Yes it "drives" a current but is not an electromagnetic force. It is an apparent or what I call "metaphorical" force. I carefully avoided the use of the word "real". I think that word may obscure rather than clarify at this point. This is a hard one to make clear, as you point out. A like thing is that one does not find "heat" as such in the equation of state. I will think some more about this. It is an important but subtle matter.Chjoaygame (talk) 22:06, 11 October 2009 (UTC)[reply]

regrettable abuse? you may want to source adjectives like this.

[edit]

I did note what appear to be editorial opinions but wasn't sure if they can be sourced. Certainly this area is controversial and don't want to argue about words right now but are these placeholder for expansion or sourceable characterizations? Nerdseeksblonde (talk) 23:22, 13 October 2009 (UTC)[reply]

Yes. Grandy doesn't actually use the adjective regrettable, but he does use the adverb unfortunately. But he does use the term mischaracterization, and he does say "The reader may wonder why we have gone into so much detail in debunking the order/disorder mischaracterization of entropy, particularly since it seems to have such a natural appeal.

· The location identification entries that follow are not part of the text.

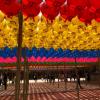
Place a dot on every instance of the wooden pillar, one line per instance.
(18, 66)
(77, 76)
(26, 77)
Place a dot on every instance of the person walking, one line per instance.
(5, 81)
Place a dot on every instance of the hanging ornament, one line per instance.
(97, 17)
(77, 3)
(86, 16)
(94, 5)
(67, 13)
(56, 3)
(9, 7)
(31, 9)
(49, 12)
(26, 2)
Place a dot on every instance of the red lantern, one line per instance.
(25, 2)
(56, 3)
(97, 17)
(9, 7)
(94, 5)
(74, 3)
(86, 16)
(67, 13)
(31, 9)
(49, 12)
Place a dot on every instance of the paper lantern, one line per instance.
(26, 2)
(49, 12)
(10, 7)
(56, 3)
(31, 9)
(67, 13)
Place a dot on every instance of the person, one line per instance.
(5, 81)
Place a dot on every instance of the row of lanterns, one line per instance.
(86, 10)
(37, 33)
(42, 52)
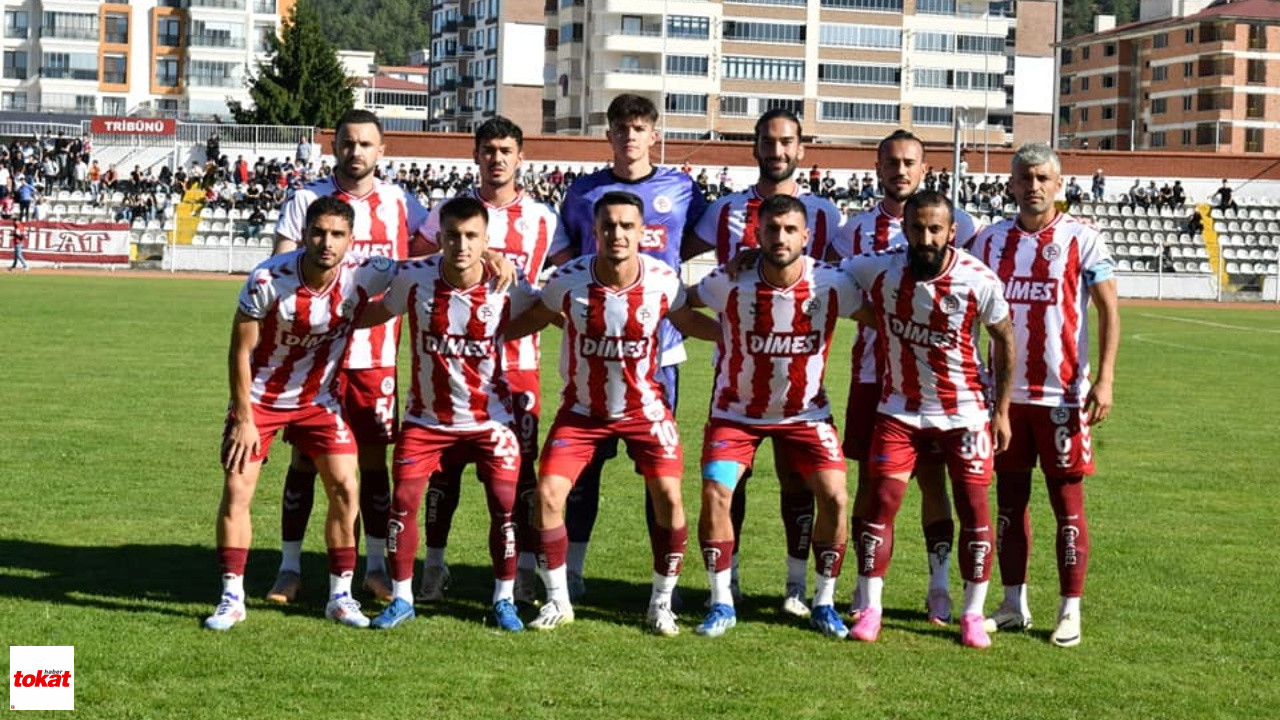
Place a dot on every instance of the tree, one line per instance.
(302, 83)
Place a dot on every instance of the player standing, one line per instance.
(900, 167)
(731, 223)
(1051, 265)
(777, 324)
(522, 229)
(460, 405)
(927, 301)
(289, 333)
(612, 304)
(385, 215)
(672, 205)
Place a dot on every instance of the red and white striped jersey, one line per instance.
(868, 232)
(772, 356)
(304, 332)
(1046, 278)
(929, 335)
(457, 376)
(730, 223)
(385, 220)
(609, 352)
(522, 229)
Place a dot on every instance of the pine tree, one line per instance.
(302, 83)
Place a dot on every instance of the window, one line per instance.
(16, 64)
(686, 104)
(846, 112)
(688, 64)
(737, 67)
(114, 69)
(859, 74)
(689, 26)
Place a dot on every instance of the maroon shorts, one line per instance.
(494, 450)
(804, 447)
(896, 446)
(315, 431)
(654, 445)
(370, 402)
(1057, 436)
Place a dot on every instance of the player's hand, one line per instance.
(503, 270)
(242, 442)
(1001, 432)
(1097, 405)
(744, 260)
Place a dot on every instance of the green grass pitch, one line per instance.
(113, 392)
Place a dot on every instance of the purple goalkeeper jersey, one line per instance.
(672, 204)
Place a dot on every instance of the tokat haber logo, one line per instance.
(41, 678)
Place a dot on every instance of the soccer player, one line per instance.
(460, 405)
(522, 229)
(612, 304)
(1051, 265)
(672, 205)
(777, 327)
(927, 301)
(731, 223)
(385, 215)
(291, 329)
(900, 167)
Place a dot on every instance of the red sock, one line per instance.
(976, 546)
(1013, 527)
(1066, 497)
(668, 548)
(232, 560)
(552, 546)
(300, 496)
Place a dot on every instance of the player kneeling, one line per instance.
(460, 402)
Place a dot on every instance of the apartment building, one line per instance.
(174, 58)
(1187, 76)
(853, 69)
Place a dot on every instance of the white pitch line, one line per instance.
(1196, 347)
(1224, 326)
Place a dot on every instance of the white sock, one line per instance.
(718, 583)
(554, 579)
(234, 584)
(375, 555)
(403, 589)
(1015, 597)
(339, 584)
(504, 589)
(974, 598)
(1069, 605)
(824, 592)
(575, 560)
(662, 588)
(798, 572)
(291, 556)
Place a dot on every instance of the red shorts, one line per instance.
(315, 431)
(654, 445)
(804, 447)
(494, 450)
(369, 400)
(896, 446)
(526, 406)
(1057, 436)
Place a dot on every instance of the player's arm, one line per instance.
(242, 438)
(1002, 370)
(693, 323)
(1098, 402)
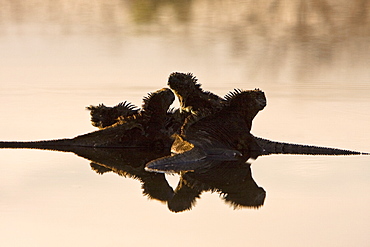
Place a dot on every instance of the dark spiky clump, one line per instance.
(104, 116)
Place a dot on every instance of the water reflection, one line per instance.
(231, 179)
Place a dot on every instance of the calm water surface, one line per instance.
(310, 57)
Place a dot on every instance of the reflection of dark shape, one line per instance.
(103, 116)
(129, 163)
(148, 128)
(219, 129)
(224, 135)
(231, 179)
(148, 11)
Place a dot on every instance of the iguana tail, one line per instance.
(55, 145)
(273, 147)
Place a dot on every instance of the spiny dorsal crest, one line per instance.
(194, 118)
(159, 100)
(128, 106)
(183, 81)
(232, 94)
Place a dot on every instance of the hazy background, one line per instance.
(310, 57)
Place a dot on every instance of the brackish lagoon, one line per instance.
(311, 58)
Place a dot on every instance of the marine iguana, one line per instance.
(215, 136)
(103, 116)
(129, 164)
(148, 128)
(231, 179)
(192, 96)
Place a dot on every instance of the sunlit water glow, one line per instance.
(310, 58)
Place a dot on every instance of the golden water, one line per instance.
(310, 57)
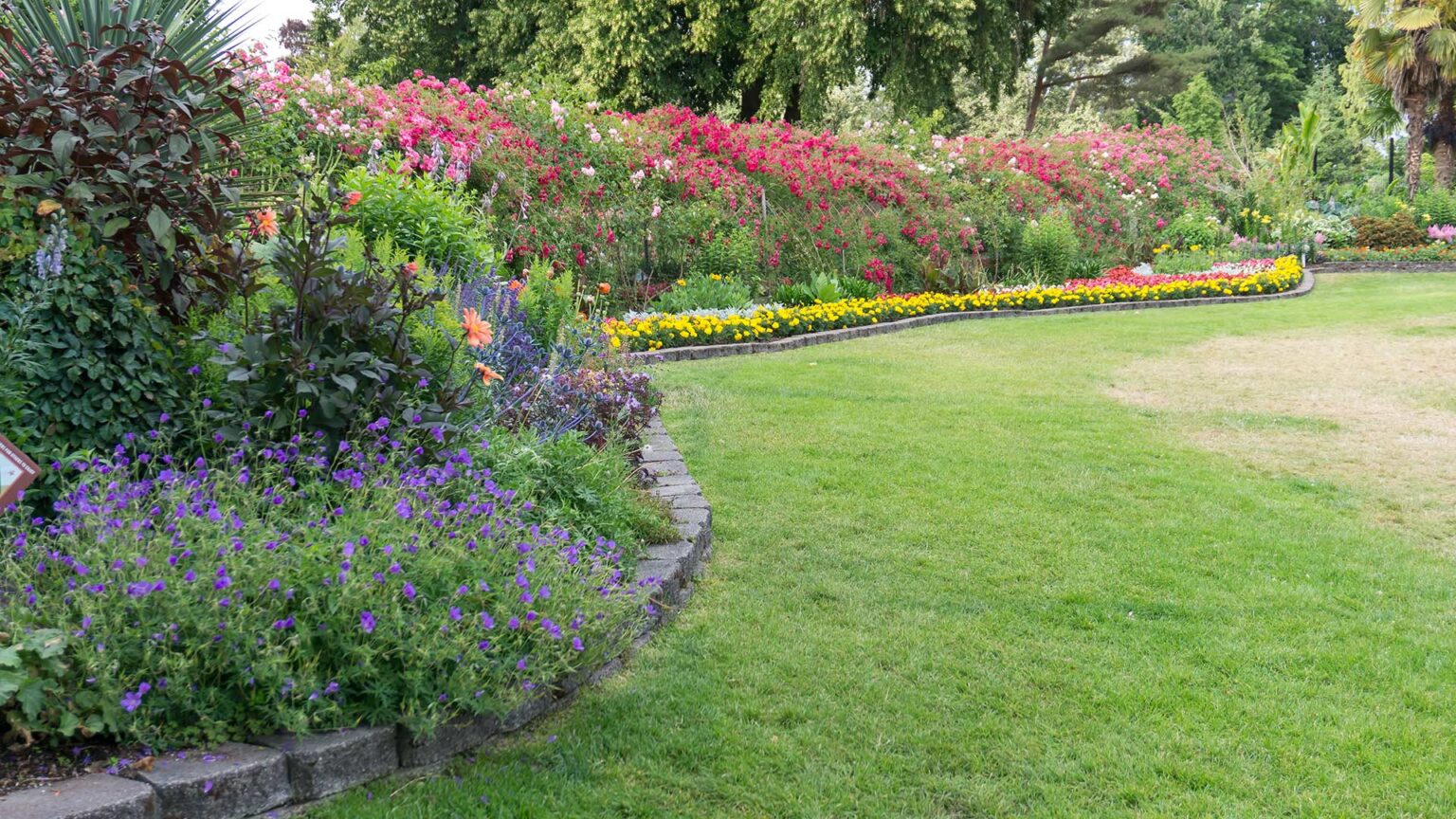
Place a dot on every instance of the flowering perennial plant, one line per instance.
(663, 331)
(304, 586)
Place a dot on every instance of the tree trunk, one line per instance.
(791, 106)
(1038, 92)
(1415, 140)
(752, 100)
(1038, 88)
(1445, 151)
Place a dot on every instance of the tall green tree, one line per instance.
(1097, 50)
(1198, 110)
(1407, 46)
(1263, 54)
(769, 57)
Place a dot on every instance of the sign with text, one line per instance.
(16, 472)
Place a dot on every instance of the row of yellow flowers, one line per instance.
(762, 324)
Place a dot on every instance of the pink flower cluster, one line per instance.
(573, 181)
(1117, 184)
(1129, 276)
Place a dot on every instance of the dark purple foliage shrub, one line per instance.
(304, 586)
(513, 353)
(595, 404)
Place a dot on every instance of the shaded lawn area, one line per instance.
(956, 576)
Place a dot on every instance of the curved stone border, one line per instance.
(1306, 283)
(282, 773)
(1382, 267)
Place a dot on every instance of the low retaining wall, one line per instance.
(284, 772)
(830, 336)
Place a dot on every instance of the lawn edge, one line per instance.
(1305, 286)
(287, 774)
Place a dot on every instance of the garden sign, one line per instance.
(16, 472)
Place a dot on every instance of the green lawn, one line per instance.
(956, 577)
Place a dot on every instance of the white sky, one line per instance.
(269, 15)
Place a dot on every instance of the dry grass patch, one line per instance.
(1372, 410)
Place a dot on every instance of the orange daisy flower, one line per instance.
(486, 373)
(265, 222)
(477, 331)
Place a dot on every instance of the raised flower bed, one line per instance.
(657, 333)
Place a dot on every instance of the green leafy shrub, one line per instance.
(100, 355)
(41, 694)
(822, 287)
(130, 118)
(426, 217)
(733, 254)
(334, 346)
(1398, 230)
(1048, 248)
(1194, 229)
(322, 586)
(706, 292)
(581, 488)
(1434, 206)
(549, 300)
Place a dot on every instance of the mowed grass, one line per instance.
(954, 576)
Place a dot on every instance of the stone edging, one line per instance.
(1382, 267)
(828, 336)
(282, 772)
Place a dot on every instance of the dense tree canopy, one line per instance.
(1263, 54)
(768, 57)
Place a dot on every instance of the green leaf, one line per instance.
(160, 225)
(31, 699)
(9, 683)
(63, 143)
(114, 225)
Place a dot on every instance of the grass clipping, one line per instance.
(1369, 410)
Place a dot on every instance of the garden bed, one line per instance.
(238, 780)
(1383, 267)
(1303, 286)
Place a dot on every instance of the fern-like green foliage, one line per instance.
(421, 216)
(549, 300)
(1048, 248)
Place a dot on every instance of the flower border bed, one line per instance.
(845, 334)
(284, 772)
(1383, 267)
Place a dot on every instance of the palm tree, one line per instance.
(1407, 46)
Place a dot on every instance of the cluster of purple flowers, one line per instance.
(303, 585)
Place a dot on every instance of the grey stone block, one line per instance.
(526, 712)
(679, 551)
(231, 781)
(689, 501)
(655, 455)
(700, 515)
(686, 488)
(665, 468)
(98, 796)
(328, 762)
(456, 737)
(670, 576)
(689, 531)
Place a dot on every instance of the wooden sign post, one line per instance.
(16, 472)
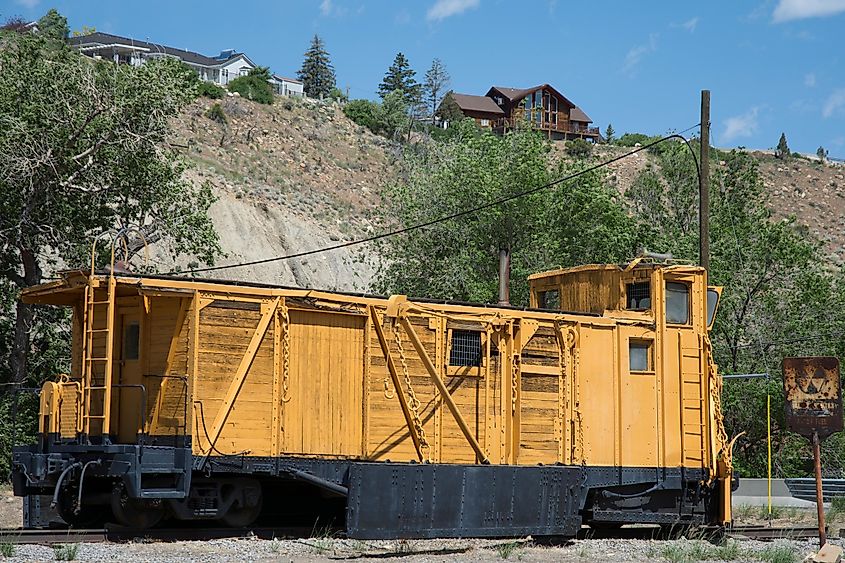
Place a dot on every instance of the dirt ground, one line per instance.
(328, 548)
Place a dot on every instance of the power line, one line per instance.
(452, 216)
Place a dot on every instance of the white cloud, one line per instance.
(835, 104)
(690, 24)
(443, 9)
(788, 10)
(744, 125)
(636, 54)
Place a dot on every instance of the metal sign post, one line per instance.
(813, 409)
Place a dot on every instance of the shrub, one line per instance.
(210, 90)
(66, 552)
(579, 148)
(362, 112)
(216, 113)
(254, 86)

But that is just the point: It provides an easily comprehensible meaning to the nonscientist that is, and has been, widely abused. ... This is only a small sample of the misinformation generated by equating entropy with degrees of disorder. Unfortunately, this characterization continues in too many classrooms and texts, just where we would hope to correct it." Now, following your advice, I will change 'regrettable' to 'unfortunate'. Sorry I forgot to sign the just previous edit. Will correct.Chjoaygame (talk) 01:40, 14 October 2009 (UTC)[reply]

Oh, no I didn't need to sign the edit.Chjoaygame (talk) 01:51, 14 October 2009 (UTC)[reply]

Well, whatever the terms I just wasn't sure if they were placeholders for someone to expand or intended to convey something from another source. Nerdseeksblonde (talk) 01:55, 14 October 2009 (UTC)[reply]

Good point.Chjoaygame (talk) 04:09, 14 October 2009 (UTC)[reply]

time to delete the article section headed 'Other reviews'

[edit]

It is time to delete the article section headed 'Other reviews'. The article by Juretic et al. contains some literature review material but does not really deserve the title of 'review article'; it is about photosynthetic models, and is not primarily a review article. The comment about Dewar's work is highly specialized and refers to essentially incomplete work and does not deserve space in a general Wikipedia article. The reference to Bejan and Lorente is inappropriate and has no place in an article about thermodynamics because their viewpoint is explicitly and essentially teleological and contrary to the principles of thermodynamics. The whole section is just a repository for more or less inappropriate odds and ends, and should be deleted entirely.Chjoaygame (talk) 15:35, 28 December 2010 (UTC)[reply]